But while Hong Kong has long been the Emporium of the East (as Rudyard Kipling once said: "When you come to these parts, head straight to a bank, and deposit all your money. Tell the manager man to give you any, however much you ask. So shall you be saved from bankruptcy when you come to Hong Kong."), Lane Crawford has not always been the purveyor of finery to Hong Kong's high and mighty. The people at Lane Crawford must have realized this, which must be why they've left the company history conveniently out of their website.
In fact, in 1850, Thomas Ash Lane and Ninian Crawford set up a store that sold hard tack biscuits out of a matshed. Yes, that's right, for those of you less aware of the finer points of squatter building construction, a matshed is a hut made of rush mats covering a frame made of bamboo. Lane was a minor government clerk and Crawford was a retail shop assistant. The two made a business out of selling bread that would last for months-long, grueling sea voyages (indeed, they supplied the gruel).

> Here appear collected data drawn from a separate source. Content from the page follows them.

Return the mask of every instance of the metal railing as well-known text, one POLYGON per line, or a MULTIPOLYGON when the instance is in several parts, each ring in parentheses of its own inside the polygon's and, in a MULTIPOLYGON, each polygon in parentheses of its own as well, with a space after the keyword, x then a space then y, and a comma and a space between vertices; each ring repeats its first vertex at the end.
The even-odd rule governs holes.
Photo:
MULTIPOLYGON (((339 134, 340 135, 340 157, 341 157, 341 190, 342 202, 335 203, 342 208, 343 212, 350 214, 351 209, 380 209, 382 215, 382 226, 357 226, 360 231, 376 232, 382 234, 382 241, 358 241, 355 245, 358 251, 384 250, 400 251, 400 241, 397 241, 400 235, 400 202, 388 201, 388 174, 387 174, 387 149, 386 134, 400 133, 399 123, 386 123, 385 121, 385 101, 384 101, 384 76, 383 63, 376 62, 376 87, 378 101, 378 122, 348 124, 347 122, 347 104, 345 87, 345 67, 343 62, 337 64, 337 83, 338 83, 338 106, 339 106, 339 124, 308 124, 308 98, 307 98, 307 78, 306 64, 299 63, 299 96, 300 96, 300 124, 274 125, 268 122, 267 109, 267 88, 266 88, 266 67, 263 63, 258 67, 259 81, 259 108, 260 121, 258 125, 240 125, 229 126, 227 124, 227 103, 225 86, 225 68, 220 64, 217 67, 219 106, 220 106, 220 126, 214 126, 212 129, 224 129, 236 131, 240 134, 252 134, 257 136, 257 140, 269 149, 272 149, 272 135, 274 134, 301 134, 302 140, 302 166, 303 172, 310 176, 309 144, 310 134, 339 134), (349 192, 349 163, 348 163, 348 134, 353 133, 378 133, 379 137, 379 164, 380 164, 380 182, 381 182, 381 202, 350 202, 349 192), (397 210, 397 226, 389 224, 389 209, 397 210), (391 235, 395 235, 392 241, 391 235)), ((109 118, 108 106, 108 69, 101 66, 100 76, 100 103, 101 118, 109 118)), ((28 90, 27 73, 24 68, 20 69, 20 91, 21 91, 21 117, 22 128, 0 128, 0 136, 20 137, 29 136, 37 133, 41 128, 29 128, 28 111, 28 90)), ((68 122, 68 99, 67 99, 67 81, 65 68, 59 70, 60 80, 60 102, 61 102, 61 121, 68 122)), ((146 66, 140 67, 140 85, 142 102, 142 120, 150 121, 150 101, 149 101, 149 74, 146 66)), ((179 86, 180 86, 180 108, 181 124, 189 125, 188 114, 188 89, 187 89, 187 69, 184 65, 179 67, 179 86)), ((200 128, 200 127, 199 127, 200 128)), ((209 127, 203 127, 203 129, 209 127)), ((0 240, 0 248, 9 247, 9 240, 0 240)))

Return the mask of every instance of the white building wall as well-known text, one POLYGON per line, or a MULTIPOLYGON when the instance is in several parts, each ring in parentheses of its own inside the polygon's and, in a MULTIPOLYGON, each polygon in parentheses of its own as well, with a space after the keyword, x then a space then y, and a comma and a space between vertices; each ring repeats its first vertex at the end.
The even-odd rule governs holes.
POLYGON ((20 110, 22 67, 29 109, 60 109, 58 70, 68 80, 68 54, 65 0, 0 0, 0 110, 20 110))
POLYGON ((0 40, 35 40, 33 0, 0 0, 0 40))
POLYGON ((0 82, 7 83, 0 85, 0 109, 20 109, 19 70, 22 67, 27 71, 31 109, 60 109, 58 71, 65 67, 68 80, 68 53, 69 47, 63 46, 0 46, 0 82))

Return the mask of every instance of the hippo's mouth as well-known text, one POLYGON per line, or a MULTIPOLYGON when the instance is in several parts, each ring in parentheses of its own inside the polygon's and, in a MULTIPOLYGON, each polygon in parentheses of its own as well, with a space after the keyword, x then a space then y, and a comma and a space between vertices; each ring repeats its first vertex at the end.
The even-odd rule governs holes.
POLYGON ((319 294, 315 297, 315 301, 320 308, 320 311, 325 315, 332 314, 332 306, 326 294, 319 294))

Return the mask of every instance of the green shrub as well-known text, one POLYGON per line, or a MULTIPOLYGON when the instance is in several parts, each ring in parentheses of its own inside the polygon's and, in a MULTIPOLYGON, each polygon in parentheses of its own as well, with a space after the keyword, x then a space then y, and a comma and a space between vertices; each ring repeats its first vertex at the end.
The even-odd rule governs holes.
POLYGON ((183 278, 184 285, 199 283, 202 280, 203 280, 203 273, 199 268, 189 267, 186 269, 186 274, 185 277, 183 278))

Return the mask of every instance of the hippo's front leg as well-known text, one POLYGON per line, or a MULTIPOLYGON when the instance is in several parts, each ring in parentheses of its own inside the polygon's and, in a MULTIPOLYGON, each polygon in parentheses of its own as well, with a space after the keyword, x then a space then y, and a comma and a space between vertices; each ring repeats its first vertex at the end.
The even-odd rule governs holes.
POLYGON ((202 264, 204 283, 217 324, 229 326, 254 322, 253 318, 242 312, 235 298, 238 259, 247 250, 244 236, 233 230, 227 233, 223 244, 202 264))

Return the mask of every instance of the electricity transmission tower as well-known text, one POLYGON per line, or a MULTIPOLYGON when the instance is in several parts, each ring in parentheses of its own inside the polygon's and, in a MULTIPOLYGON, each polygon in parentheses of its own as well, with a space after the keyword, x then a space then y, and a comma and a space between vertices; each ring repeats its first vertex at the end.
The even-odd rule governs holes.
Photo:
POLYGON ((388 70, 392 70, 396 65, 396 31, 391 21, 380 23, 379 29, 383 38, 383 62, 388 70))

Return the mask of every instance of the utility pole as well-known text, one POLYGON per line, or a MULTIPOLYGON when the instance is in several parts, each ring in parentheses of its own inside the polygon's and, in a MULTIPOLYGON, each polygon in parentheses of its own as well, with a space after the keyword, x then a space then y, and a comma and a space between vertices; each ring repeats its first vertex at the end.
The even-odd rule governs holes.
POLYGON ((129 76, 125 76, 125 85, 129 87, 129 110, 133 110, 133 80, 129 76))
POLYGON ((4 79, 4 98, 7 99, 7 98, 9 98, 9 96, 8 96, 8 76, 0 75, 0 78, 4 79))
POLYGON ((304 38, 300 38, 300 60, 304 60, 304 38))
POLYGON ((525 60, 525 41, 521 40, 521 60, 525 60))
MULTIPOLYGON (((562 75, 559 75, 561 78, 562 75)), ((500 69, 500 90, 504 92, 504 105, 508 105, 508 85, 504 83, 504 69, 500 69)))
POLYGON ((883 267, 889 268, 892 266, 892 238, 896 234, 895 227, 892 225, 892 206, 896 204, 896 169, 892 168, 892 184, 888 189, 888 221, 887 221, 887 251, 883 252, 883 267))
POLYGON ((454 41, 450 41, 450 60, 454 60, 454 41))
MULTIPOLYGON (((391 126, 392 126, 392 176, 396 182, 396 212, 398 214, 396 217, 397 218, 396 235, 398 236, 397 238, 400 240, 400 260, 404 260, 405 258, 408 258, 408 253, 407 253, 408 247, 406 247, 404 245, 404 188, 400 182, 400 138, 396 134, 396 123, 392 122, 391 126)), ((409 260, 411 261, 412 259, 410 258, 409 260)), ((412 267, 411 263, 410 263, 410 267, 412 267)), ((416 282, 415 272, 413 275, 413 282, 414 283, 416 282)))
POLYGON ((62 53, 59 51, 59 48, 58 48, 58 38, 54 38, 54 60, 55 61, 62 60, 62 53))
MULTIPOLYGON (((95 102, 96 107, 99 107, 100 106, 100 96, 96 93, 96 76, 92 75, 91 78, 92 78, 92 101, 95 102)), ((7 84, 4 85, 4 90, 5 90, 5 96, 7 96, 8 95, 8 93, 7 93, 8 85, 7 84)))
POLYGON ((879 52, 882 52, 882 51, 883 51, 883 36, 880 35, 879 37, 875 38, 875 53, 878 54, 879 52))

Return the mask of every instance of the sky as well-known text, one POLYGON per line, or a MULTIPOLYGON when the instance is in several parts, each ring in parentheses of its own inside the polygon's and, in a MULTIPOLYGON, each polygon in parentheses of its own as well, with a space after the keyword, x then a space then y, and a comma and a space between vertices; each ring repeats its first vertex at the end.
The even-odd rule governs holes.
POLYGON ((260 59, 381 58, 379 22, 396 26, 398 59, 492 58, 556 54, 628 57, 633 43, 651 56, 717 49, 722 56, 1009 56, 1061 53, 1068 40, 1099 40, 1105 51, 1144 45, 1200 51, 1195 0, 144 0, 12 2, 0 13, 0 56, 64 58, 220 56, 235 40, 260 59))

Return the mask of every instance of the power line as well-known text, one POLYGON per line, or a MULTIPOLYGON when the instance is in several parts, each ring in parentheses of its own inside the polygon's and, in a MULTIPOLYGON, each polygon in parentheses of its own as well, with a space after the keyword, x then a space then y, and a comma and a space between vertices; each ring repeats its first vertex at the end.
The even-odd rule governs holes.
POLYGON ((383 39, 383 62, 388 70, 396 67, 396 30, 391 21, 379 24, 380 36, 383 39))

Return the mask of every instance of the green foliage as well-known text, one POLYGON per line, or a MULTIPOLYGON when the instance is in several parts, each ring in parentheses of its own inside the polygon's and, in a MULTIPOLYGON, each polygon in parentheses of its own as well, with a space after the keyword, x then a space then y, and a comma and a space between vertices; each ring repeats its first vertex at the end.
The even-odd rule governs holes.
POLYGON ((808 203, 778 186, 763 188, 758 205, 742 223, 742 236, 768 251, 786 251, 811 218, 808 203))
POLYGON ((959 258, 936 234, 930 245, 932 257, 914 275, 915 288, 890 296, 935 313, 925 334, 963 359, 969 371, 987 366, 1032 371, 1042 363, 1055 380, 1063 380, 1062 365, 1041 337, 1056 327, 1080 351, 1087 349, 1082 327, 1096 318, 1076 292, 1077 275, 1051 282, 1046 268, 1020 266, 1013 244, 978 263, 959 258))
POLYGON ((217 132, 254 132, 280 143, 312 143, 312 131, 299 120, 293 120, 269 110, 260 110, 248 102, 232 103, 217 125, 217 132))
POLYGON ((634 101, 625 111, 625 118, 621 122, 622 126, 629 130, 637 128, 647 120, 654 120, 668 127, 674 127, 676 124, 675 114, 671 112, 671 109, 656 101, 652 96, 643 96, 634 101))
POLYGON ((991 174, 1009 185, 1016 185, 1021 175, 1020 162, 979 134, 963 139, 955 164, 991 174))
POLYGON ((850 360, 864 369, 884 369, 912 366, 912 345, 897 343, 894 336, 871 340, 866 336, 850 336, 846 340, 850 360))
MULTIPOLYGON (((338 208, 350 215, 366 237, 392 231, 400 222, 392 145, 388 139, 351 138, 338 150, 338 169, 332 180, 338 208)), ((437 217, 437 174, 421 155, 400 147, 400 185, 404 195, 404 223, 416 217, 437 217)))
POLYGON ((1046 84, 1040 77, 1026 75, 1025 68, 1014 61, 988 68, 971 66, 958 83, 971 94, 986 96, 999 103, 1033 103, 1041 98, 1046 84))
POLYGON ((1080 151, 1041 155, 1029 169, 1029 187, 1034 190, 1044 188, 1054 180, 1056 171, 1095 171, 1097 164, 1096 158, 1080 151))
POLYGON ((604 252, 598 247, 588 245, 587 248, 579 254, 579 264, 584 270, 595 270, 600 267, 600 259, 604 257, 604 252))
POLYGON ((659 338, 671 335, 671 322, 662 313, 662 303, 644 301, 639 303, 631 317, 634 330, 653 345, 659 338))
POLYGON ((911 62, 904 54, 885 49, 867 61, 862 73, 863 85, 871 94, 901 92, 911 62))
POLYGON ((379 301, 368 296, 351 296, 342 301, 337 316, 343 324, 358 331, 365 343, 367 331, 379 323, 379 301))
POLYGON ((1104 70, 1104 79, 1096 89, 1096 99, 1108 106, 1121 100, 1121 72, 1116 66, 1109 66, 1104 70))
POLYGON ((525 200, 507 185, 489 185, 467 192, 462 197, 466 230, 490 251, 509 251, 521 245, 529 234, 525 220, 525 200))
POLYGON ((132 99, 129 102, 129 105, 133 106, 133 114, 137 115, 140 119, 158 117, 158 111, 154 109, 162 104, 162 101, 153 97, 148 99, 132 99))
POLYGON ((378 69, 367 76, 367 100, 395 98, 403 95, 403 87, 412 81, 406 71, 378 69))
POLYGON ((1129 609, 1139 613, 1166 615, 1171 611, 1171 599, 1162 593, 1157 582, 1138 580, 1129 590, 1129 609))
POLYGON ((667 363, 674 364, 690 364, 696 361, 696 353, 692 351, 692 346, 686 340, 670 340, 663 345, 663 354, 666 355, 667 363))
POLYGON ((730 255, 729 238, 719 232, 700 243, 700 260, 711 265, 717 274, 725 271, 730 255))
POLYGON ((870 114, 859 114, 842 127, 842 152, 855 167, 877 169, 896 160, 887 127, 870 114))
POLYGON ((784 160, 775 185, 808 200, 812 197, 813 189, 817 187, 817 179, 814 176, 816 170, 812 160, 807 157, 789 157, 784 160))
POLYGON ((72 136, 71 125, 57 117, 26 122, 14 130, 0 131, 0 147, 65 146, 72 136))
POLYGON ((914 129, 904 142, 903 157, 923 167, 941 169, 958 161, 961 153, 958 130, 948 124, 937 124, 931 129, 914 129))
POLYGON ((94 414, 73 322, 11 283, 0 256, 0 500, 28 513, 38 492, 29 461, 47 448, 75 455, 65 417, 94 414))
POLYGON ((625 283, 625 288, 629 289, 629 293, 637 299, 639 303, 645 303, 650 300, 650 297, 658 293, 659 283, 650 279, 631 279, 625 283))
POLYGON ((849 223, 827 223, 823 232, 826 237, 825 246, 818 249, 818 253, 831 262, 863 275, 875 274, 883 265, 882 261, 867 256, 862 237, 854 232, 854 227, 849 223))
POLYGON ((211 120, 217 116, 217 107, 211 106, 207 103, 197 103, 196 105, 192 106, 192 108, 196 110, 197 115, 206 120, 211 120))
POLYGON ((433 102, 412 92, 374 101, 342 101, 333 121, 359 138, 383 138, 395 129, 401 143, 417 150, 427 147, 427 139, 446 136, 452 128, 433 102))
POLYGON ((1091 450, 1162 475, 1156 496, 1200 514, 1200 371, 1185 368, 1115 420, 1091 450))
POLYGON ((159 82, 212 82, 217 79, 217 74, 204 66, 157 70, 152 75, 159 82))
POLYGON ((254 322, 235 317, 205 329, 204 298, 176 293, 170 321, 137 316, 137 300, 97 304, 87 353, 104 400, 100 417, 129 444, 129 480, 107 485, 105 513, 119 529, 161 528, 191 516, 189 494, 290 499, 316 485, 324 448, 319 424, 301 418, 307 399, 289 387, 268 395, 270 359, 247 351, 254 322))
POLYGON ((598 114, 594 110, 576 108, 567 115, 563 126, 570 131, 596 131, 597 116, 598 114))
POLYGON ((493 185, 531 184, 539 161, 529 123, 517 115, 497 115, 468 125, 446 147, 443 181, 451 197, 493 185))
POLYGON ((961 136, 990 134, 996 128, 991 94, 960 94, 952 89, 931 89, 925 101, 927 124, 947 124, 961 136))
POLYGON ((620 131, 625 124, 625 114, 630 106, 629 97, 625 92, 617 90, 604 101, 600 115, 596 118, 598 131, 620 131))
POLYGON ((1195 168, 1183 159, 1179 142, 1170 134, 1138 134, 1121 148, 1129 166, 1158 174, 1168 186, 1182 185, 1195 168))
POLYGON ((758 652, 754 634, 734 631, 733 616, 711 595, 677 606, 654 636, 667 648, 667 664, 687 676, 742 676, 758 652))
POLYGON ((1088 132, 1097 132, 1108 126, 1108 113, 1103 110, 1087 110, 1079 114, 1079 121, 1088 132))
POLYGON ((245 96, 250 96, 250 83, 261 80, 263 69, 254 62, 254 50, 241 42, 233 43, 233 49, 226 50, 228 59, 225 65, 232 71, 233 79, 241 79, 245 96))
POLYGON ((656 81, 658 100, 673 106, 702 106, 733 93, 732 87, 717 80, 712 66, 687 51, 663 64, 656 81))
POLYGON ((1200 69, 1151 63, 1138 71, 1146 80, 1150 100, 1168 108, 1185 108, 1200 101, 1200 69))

This became an unexpectedly good business after the bread from the Chinese E. Sing bakery was laced heavily with arsenic, almost poisoning the entire expatriate population (Chinese didn't eat bread) had not the dosage been so strong that it induced vomiting. Lane and Crawford set up a full scale bakery of their own, and along with other bakers like Dorabjee Nowrojee (of Star Ferry and Hong Kong Hotel fame) made loads of money selling bread to both sailors and to Hong Kong residents. The ships they used to deliver bread became a good side transport venture.
Their business, from humble beginnings in a hut, were flush enough to build a 6-storey department store opposite Alexandra House in 1905, in a building purpose designed by architects Leigh and Orange. Anything was said to be available, from a 'pin to an anchor.' According to local historian Dan Waters:
"In the last decade of the twentieth century, Lane Crawfords caters for the affluent local community, and the emphasis is still on quality. The staff are mainly Chinese. This contrasts with a Lane Crawford staff group photograph taken in 1904, of European shop assistants and floor walkers, on a beach. The 33 members mostly wore long, one-piece swimming costumes [and no, they weren't Speedos! - Ed.], and several sported walrus moustaches."
So, the next time you stroll through one of Lane Crawford's temples to Hong Kong consumerism (including new branches in Shanghai, Hangzhou and Harbin), it may amuse you to think of sweaty huts and impressive displays of facial hair. Or not. Suit yourself (or they'll do it for you, haha).